# Audi tt Clicking noise



## jongbloedt (Feb 7, 2012)

Okay. Coincidence or not. I was driving the car, found a little tunnel and decided to drive a little hard. It is in Minnesota and it is cold. I was in second gear and stepped on it, it broke all 4 loose and as soon as it grabbed traction it slammed. I drove for a few blocks and when I turned to get onto the highway it started clicking and shaking. When I drive the car straight the clicking gets faster along with the speed of the car. Around 20mph the shaking starts. When I'm driving and turn either way the clicking does not get worse. When I depress the clutch, the clicking does not go away. I thought CV, but wouldn't it get worse when the load is directed toward that specific cv? wether it is inner or outer joint? 
Any help or ideas would be great.


----------



## lucpost (Dec 19, 2011)

Cv axle or wheel bearing. Most likely cv. Check the boots for grease on the outsides or around that area.


----------



## jongbloedt (Feb 7, 2012)

Wouldn't the CV have more clicking when more load is on it, such as a turn? it is just a constant click under accel, coasting, normal cruise. faster with greater speeds


----------



## lucpost (Dec 19, 2011)

It all depends. Mine clicked with accel and coast. How many miles on the axles? Oem? Take a look at them first. 


Sent from my iPhone using Tapatalk


----------



## jongbloedt (Feb 7, 2012)

They have not been changed to my knowledge, so about 93k. Ill just buy both new fronts and wheel bearings too if it comes to that. Just don't have a way to get on a hoist to look, or a garage.


----------



## G'D60 (Mar 11, 2002)

If you hear the clicking doesn't that mean your CV's are done and there is dirt grime all inside the bearing and housing? Can this be fixed? or do you need a new axle on that side? 

I have some clicking right now too. only on Accel. soon as I apply brake's it stops. Anyone know if any of our axles are interchangeable with other MKIV's? More specifically front passenger?


----------



## Neb (Jan 25, 2005)

Just just because it clicks, doesn't mean you need a new CV. Mine was doing that and it was because my boot was ripped and there was no grease.

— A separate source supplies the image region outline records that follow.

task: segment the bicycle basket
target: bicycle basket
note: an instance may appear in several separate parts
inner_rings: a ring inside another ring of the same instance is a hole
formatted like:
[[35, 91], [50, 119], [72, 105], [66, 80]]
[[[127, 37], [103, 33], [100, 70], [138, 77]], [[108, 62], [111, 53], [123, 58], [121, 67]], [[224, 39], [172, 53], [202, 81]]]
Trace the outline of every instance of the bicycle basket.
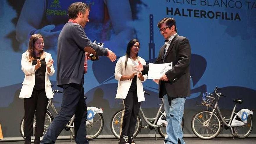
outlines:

It happened when I was doing about 60km/hr and up. and would get louder the faster I went. The sound went away at low speeds though.


----------



## sciroccohal (May 4, 2005)

*let's not be silly*

Yes clicking from your CV means replace it....it DOES NOT mean 'cheap out' and ignore it! They do not fix themselves. Even regreasing and the sound temporarily going away doen NOT mean it's not imminently going to fail...the cages and the bearings are a matched set....when one goes....then the rest will follow.

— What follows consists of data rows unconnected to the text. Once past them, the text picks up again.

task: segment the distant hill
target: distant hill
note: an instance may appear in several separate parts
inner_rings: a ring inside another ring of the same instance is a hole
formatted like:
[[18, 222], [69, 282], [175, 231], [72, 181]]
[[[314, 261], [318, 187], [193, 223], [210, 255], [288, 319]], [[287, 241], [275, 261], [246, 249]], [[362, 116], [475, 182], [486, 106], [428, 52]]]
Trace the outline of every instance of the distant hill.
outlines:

Pop a CV and you're walking.


----------



## lucpost (Dec 19, 2011)

I would replace it if it was clicking regardless. The most recent time when mine started clicking, I unbolted it from the trans it literally fell apart by the bearings. You can check the joint after it's taking off move it around and see if it swivels freely and without any nose or resistance (to rebuild the boot) but if all the grease is gone and shiit got inside the joint I would just replace the whole thing honestly. Better safe than sorry. Just don't cheap out and buy autozone axle other wise you'll be replacing them in a month again. 


Sent from my iPhone using Tapatalk


----------



## DerBassSpieler (May 12, 2008)

It may not click louder upon turning if it is an inner rather than outer CV joint that is shot. Do yourself the favor at least and check all the boots before wasting your money on parts you don't need. You might even see something else that needs to be replaced at the same time anyway. Besides, you can check the wheel bearings at the same time once you got a wheel in the air. Hell, you can even rotate the tires at the same time- two birds with one stone!  If you do need a CV shaft, pick one up from rockauto.com and be sure to use a 5% off discount code. The EMPI ones on there are anywhere from 50-80 bucks with no core charge, and they're brand new with the good boots on them with solid axles. Some of the crappy ones use hollow axles :/ I wonder, is there any likelihood that it could even be the main driveshaft or even a rear CV shaft?


----------